Joe miró sobre su hombro. Su mirada capturó la de ella cuando dijo lentamente:
– ¿Eso no trae mala suerte? -No había colado. Sabía lo que ella estaba haciendo.
– No. -Tampoco le importaba que lo supiera-. Si bien los cuadros de velatorios están hechos con cabellos del difunto, fueron muy populares en los siglos XVII y XVIII, y aún hoy se puede encontrar ese tipo de arte en el mercado. No todo el mundo tiene aversión a los retratos funerarios realizados con pelo de la tatarabuela. Algunos son muy hermosos.
– Demasiado morbosos para mi gusto. -Joe se giró y usó el cordón anaranjado para bajar el taladro al suelo.
Mara arrugó la nariz.
– Estoy de acuerdo con Joe. Morbosos y de mal gusto.
Gabrielle amaba el arte funerario. Siempre lo había encontrado fascinante y no importaba cuan irracional pareciera, sentía la opinión de Mara como una traición.
– Tienes que ir a atender al cliente que está mirando los floreros -le dijo a su empleada en un tono de voz que resultó más chillón de lo que pretendía. La confusión provocó que Mara frunciera el ceño mientras atravesaba la tienda. Gabrielle volvió a sentir el tic en el ojo y se lo apretó con el dedo. Su vida se hacía pedazos, y la razón estaba delante de ella embutida en unos ceñidos vaqueros y una camiseta igual de ceñida, pareciendo uno de esos obreros del anuncio de Coca-Cola Light.
– ¿Estás bien? -preguntó Kevin; su obvia preocupación la hizo sentirse peor.
– No, me duele un poco la cabeza y tengo el estómago revuelto.
Joe recorrió la corta distancia que los separaba y le colocó el pelo detrás de la oreja. La tocó como si tuviera todo el derecho del mundo, como si se preocupase por ella, pero por supuesto no lo hacía. Todo era una farsa para engañar a Kevin.
– ¿Qué tomaste en el almuerzo? -preguntó.

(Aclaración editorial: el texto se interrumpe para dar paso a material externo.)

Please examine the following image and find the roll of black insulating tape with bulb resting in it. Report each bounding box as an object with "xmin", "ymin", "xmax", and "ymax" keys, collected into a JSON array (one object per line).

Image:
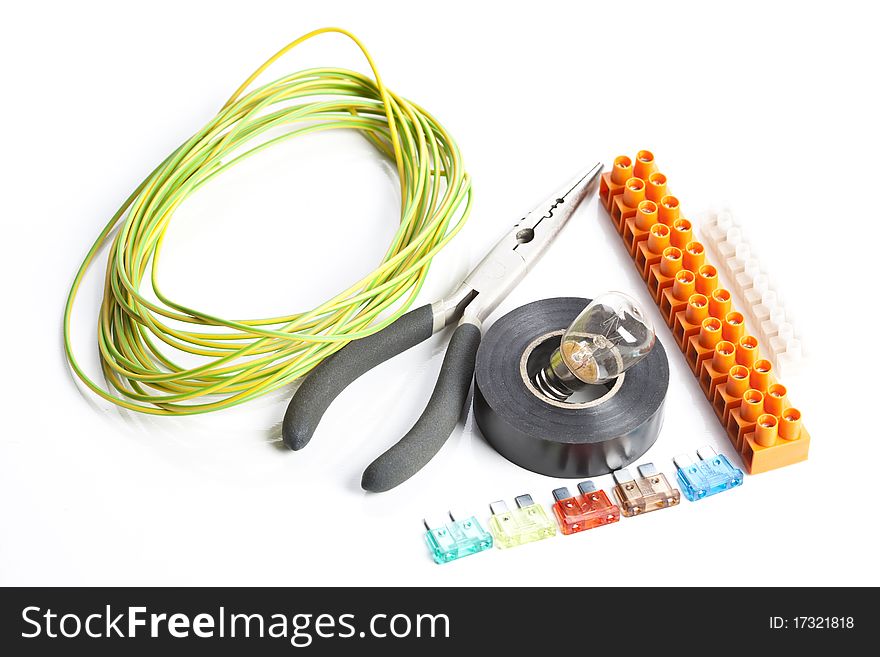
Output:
[{"xmin": 474, "ymin": 297, "xmax": 669, "ymax": 478}]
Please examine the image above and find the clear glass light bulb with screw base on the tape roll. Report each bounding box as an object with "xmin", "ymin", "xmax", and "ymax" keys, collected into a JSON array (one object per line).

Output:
[{"xmin": 535, "ymin": 292, "xmax": 655, "ymax": 401}]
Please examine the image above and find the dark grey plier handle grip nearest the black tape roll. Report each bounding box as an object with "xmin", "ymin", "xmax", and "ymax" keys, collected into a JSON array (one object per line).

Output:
[{"xmin": 361, "ymin": 324, "xmax": 482, "ymax": 493}]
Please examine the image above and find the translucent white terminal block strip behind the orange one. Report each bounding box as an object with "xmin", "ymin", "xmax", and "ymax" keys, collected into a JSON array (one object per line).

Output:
[{"xmin": 697, "ymin": 207, "xmax": 803, "ymax": 378}]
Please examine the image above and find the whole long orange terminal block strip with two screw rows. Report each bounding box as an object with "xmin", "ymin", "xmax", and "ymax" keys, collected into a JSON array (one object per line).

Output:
[{"xmin": 600, "ymin": 150, "xmax": 810, "ymax": 474}]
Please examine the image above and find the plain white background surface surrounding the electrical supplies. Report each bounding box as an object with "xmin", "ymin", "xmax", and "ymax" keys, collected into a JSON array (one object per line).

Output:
[{"xmin": 0, "ymin": 0, "xmax": 880, "ymax": 586}]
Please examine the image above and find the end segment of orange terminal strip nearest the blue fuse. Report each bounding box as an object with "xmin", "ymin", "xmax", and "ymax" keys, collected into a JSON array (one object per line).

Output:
[{"xmin": 740, "ymin": 408, "xmax": 810, "ymax": 474}]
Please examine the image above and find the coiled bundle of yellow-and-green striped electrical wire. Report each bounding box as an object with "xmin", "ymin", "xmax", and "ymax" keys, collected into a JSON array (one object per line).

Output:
[{"xmin": 64, "ymin": 28, "xmax": 471, "ymax": 415}]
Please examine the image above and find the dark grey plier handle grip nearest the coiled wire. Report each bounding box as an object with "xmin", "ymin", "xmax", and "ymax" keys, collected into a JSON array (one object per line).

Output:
[{"xmin": 281, "ymin": 304, "xmax": 434, "ymax": 449}]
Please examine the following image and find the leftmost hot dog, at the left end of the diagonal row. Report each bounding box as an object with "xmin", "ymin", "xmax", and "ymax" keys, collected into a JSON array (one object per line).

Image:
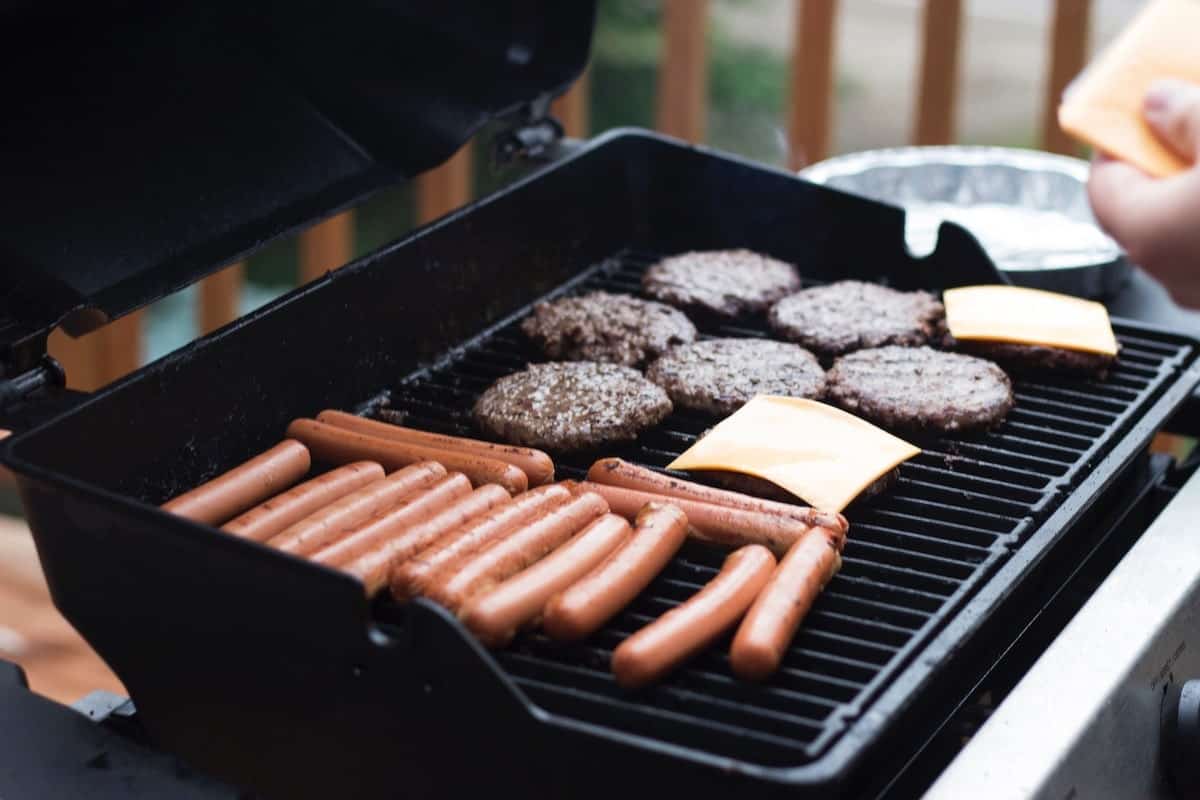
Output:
[{"xmin": 162, "ymin": 439, "xmax": 312, "ymax": 525}]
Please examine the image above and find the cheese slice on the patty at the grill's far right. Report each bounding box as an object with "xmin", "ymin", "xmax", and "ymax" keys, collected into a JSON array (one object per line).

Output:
[{"xmin": 942, "ymin": 285, "xmax": 1117, "ymax": 355}]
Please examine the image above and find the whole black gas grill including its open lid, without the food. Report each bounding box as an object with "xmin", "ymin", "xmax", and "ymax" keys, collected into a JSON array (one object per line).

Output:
[{"xmin": 7, "ymin": 0, "xmax": 1200, "ymax": 798}]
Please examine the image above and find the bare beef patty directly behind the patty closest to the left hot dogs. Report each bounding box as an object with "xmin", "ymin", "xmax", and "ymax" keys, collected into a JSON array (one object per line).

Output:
[{"xmin": 521, "ymin": 291, "xmax": 696, "ymax": 367}]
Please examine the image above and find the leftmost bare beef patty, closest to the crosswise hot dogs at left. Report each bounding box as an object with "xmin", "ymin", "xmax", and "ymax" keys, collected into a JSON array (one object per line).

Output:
[{"xmin": 474, "ymin": 361, "xmax": 671, "ymax": 451}]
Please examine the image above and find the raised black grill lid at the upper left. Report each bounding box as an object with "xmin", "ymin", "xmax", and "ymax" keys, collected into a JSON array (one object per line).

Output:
[{"xmin": 0, "ymin": 0, "xmax": 595, "ymax": 381}]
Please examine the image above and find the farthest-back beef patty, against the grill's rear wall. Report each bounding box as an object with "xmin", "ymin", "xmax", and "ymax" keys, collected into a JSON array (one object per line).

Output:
[{"xmin": 642, "ymin": 249, "xmax": 800, "ymax": 319}]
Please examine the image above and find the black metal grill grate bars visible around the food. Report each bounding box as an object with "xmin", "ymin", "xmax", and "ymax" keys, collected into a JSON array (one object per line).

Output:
[{"xmin": 374, "ymin": 252, "xmax": 1187, "ymax": 765}]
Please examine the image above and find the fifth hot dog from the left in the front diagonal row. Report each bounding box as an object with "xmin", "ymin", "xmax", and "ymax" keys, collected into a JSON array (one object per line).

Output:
[{"xmin": 338, "ymin": 483, "xmax": 512, "ymax": 595}]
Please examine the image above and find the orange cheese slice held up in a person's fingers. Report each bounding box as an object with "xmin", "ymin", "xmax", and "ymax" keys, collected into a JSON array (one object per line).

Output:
[{"xmin": 1058, "ymin": 0, "xmax": 1200, "ymax": 178}]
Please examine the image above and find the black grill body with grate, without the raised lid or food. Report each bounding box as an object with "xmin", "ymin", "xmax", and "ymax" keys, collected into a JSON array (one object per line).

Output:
[{"xmin": 2, "ymin": 132, "xmax": 1200, "ymax": 796}]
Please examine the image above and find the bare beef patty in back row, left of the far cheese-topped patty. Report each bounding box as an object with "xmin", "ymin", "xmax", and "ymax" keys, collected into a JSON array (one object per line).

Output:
[{"xmin": 768, "ymin": 281, "xmax": 946, "ymax": 356}]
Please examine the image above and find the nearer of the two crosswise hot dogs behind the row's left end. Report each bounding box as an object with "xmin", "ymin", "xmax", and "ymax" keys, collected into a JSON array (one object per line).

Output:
[{"xmin": 288, "ymin": 420, "xmax": 529, "ymax": 494}]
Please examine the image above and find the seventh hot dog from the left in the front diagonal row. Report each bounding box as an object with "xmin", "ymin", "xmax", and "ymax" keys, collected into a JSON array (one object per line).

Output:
[{"xmin": 427, "ymin": 492, "xmax": 608, "ymax": 613}]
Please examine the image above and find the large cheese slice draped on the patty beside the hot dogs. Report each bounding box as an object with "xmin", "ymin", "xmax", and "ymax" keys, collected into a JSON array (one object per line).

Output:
[{"xmin": 668, "ymin": 395, "xmax": 920, "ymax": 511}]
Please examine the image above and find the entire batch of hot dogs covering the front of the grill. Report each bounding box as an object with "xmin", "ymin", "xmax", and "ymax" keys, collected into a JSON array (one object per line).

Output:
[{"xmin": 163, "ymin": 411, "xmax": 847, "ymax": 687}]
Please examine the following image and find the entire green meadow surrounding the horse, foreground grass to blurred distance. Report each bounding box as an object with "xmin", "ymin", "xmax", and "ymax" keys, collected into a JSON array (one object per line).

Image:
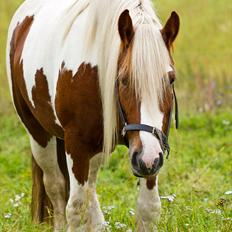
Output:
[{"xmin": 0, "ymin": 0, "xmax": 232, "ymax": 232}]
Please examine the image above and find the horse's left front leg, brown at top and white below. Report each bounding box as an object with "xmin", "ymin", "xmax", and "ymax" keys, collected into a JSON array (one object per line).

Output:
[{"xmin": 65, "ymin": 132, "xmax": 104, "ymax": 232}]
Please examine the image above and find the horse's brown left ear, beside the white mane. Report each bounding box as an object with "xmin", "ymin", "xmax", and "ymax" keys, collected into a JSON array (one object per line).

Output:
[{"xmin": 118, "ymin": 10, "xmax": 134, "ymax": 47}]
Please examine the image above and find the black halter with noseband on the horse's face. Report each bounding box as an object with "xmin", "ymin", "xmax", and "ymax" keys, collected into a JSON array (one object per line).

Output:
[{"xmin": 115, "ymin": 79, "xmax": 179, "ymax": 159}]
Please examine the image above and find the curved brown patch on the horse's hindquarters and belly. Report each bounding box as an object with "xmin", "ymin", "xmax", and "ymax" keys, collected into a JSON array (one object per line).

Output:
[{"xmin": 10, "ymin": 16, "xmax": 63, "ymax": 147}]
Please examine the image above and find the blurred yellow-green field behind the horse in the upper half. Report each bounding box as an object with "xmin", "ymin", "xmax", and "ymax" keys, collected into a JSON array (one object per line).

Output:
[{"xmin": 0, "ymin": 0, "xmax": 232, "ymax": 112}]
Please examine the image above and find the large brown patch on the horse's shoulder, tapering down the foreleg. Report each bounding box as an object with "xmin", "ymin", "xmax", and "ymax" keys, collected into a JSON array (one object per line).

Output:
[{"xmin": 55, "ymin": 63, "xmax": 103, "ymax": 184}]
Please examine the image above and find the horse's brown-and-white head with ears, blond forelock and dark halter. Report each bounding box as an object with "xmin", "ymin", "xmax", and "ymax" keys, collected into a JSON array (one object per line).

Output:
[{"xmin": 118, "ymin": 10, "xmax": 179, "ymax": 177}]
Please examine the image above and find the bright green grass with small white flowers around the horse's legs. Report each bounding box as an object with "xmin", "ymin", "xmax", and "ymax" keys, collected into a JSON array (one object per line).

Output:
[{"xmin": 0, "ymin": 111, "xmax": 232, "ymax": 232}]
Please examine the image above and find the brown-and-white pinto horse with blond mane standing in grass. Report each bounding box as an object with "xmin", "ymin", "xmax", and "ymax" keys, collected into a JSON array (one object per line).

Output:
[{"xmin": 6, "ymin": 0, "xmax": 180, "ymax": 231}]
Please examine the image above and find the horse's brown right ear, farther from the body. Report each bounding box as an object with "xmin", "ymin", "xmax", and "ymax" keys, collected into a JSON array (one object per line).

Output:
[{"xmin": 161, "ymin": 11, "xmax": 180, "ymax": 50}]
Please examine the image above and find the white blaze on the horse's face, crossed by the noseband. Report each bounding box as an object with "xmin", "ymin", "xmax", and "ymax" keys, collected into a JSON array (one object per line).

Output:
[{"xmin": 139, "ymin": 99, "xmax": 163, "ymax": 168}]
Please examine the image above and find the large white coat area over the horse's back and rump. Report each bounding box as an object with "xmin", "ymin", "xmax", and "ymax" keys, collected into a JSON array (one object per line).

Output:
[{"xmin": 7, "ymin": 0, "xmax": 89, "ymax": 100}]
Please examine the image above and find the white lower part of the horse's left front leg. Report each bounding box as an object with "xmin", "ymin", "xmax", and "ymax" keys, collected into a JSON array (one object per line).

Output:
[{"xmin": 66, "ymin": 154, "xmax": 104, "ymax": 232}]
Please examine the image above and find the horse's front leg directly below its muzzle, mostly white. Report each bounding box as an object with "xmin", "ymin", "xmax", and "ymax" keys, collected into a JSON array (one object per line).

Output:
[{"xmin": 137, "ymin": 177, "xmax": 161, "ymax": 232}]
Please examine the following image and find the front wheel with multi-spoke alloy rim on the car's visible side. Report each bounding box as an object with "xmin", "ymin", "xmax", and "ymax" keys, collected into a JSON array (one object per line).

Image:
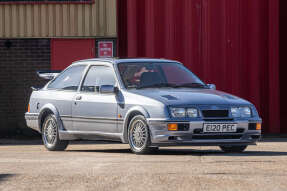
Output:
[{"xmin": 128, "ymin": 115, "xmax": 155, "ymax": 154}]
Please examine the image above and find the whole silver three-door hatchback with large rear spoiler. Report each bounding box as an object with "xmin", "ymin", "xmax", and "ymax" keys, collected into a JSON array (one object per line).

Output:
[{"xmin": 25, "ymin": 59, "xmax": 262, "ymax": 154}]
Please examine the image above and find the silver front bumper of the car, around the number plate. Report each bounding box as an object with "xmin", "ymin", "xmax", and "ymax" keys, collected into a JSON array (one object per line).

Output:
[{"xmin": 148, "ymin": 118, "xmax": 261, "ymax": 146}]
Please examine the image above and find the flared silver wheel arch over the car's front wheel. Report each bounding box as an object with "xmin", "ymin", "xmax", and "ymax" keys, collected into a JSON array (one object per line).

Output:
[{"xmin": 122, "ymin": 106, "xmax": 150, "ymax": 143}]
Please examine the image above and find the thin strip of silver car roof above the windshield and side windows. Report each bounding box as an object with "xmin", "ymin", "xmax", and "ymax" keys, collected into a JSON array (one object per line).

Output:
[{"xmin": 72, "ymin": 58, "xmax": 178, "ymax": 65}]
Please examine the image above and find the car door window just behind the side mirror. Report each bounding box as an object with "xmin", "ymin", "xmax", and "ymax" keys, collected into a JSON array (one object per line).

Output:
[{"xmin": 81, "ymin": 66, "xmax": 116, "ymax": 92}]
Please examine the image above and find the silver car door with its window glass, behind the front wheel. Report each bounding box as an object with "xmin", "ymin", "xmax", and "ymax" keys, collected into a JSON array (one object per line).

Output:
[{"xmin": 72, "ymin": 65, "xmax": 118, "ymax": 133}]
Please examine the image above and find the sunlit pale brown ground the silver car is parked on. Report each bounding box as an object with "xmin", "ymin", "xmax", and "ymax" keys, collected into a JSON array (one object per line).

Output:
[{"xmin": 0, "ymin": 139, "xmax": 287, "ymax": 191}]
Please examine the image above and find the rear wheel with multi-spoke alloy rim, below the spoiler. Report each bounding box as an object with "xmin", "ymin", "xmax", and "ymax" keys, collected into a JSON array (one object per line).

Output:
[{"xmin": 42, "ymin": 114, "xmax": 69, "ymax": 151}]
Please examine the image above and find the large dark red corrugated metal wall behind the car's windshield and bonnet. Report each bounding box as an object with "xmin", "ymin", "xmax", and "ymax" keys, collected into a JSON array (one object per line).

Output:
[{"xmin": 118, "ymin": 0, "xmax": 284, "ymax": 133}]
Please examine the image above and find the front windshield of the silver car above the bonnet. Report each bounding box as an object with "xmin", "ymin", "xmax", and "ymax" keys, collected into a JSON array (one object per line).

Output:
[{"xmin": 118, "ymin": 62, "xmax": 206, "ymax": 89}]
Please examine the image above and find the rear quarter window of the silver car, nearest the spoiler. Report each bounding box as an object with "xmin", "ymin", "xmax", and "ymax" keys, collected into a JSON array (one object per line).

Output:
[{"xmin": 48, "ymin": 65, "xmax": 86, "ymax": 91}]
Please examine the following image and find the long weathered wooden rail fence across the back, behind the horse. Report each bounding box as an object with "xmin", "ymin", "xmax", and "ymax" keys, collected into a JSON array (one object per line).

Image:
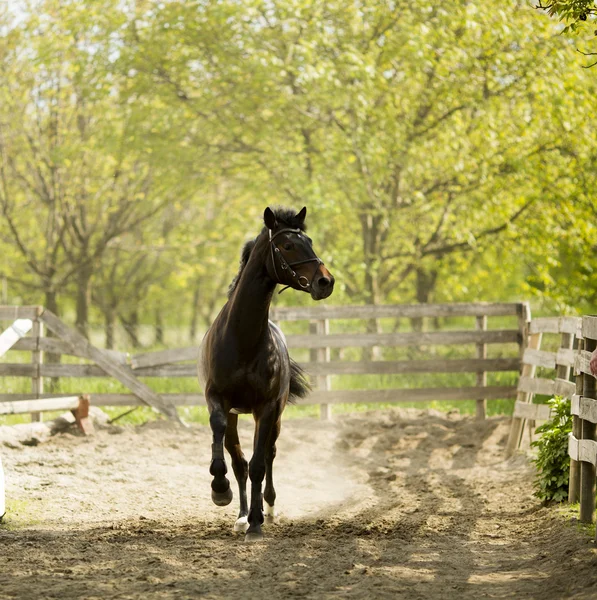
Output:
[{"xmin": 0, "ymin": 302, "xmax": 530, "ymax": 418}]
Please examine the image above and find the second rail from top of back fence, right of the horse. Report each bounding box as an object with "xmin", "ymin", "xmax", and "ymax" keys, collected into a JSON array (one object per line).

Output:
[{"xmin": 286, "ymin": 329, "xmax": 519, "ymax": 348}]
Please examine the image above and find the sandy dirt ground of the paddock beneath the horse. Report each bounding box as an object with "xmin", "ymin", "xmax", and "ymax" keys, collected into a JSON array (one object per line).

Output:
[{"xmin": 0, "ymin": 410, "xmax": 597, "ymax": 600}]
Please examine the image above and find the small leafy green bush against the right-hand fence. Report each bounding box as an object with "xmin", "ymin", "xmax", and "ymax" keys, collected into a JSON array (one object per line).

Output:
[{"xmin": 531, "ymin": 396, "xmax": 572, "ymax": 503}]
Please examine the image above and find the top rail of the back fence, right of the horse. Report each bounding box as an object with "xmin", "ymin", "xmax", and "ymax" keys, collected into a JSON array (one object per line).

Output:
[{"xmin": 270, "ymin": 302, "xmax": 521, "ymax": 321}]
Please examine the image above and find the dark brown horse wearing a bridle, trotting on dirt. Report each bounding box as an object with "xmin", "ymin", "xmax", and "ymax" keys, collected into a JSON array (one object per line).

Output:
[{"xmin": 199, "ymin": 207, "xmax": 334, "ymax": 542}]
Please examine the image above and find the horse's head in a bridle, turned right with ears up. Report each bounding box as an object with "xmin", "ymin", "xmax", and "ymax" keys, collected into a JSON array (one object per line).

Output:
[{"xmin": 263, "ymin": 207, "xmax": 334, "ymax": 300}]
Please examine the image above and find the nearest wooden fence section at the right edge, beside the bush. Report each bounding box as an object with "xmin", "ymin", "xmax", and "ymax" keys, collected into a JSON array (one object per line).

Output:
[{"xmin": 568, "ymin": 317, "xmax": 597, "ymax": 523}]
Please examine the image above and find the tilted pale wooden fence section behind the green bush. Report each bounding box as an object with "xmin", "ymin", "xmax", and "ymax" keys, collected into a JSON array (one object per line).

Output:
[{"xmin": 506, "ymin": 317, "xmax": 581, "ymax": 455}]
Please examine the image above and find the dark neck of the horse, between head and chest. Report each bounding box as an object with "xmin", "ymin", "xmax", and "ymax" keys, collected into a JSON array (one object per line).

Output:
[{"xmin": 228, "ymin": 243, "xmax": 276, "ymax": 348}]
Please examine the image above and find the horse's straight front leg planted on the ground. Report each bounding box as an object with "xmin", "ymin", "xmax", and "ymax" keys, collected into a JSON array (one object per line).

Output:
[{"xmin": 245, "ymin": 409, "xmax": 278, "ymax": 542}]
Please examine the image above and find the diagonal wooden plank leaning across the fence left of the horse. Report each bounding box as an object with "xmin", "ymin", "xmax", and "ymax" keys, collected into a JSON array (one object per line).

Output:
[{"xmin": 41, "ymin": 310, "xmax": 181, "ymax": 422}]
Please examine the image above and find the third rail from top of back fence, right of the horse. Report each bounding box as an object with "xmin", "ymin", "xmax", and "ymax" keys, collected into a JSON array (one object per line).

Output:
[{"xmin": 300, "ymin": 358, "xmax": 520, "ymax": 375}]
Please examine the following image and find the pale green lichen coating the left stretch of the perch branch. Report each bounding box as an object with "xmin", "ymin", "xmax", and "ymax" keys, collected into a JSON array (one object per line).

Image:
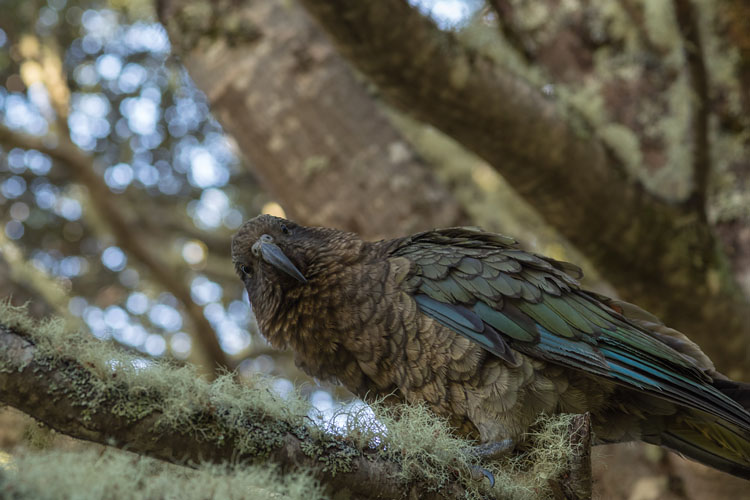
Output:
[{"xmin": 0, "ymin": 302, "xmax": 309, "ymax": 456}]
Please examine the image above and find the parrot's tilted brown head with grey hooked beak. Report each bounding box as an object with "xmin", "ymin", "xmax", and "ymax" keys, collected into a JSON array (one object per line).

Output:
[{"xmin": 232, "ymin": 211, "xmax": 362, "ymax": 301}]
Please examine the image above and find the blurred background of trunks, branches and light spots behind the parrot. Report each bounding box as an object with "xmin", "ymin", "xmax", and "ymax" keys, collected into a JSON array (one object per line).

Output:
[{"xmin": 0, "ymin": 0, "xmax": 750, "ymax": 498}]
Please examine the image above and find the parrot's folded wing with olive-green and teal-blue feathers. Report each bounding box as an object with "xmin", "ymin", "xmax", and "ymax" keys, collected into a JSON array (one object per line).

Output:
[{"xmin": 394, "ymin": 228, "xmax": 750, "ymax": 428}]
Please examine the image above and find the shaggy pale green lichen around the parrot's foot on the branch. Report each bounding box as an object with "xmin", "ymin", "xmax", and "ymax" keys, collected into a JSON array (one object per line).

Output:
[{"xmin": 320, "ymin": 402, "xmax": 579, "ymax": 500}]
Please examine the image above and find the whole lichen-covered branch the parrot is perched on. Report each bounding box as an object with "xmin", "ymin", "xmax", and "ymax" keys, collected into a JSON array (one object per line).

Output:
[{"xmin": 0, "ymin": 302, "xmax": 590, "ymax": 499}]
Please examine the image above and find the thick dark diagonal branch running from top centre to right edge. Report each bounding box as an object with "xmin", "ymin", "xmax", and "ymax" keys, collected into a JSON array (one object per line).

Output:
[{"xmin": 301, "ymin": 0, "xmax": 750, "ymax": 376}]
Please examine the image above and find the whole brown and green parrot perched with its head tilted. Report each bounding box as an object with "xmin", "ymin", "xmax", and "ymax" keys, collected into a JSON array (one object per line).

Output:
[{"xmin": 232, "ymin": 215, "xmax": 750, "ymax": 479}]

– El almuerzo no me hizo daño. -Miró con desolación los ojos castaños y contestó sinceramente-. Eso empezó esta mañana. -El pequeño aleteo en la boca del estómago había comenzado con el beso. El beso de un poli sin sentimientos al que disgustaba tanto como él a ella. Joe le dio unas palmaditas en la mejilla con la cálida palma de su mano como para darle ánimos.
– ¿Eso? Ah, calambres -dedujo Kevin como si de repente su extraño comportamiento tuviera perfecto sentido-. Creía que habías preparado un remedio de hierbas casero para esos cambios bruscos de humor.
Joe curvó los labios en una sonrisa divertida y bajó las manos para enganchar los pulgares en el cinturón de herramientas.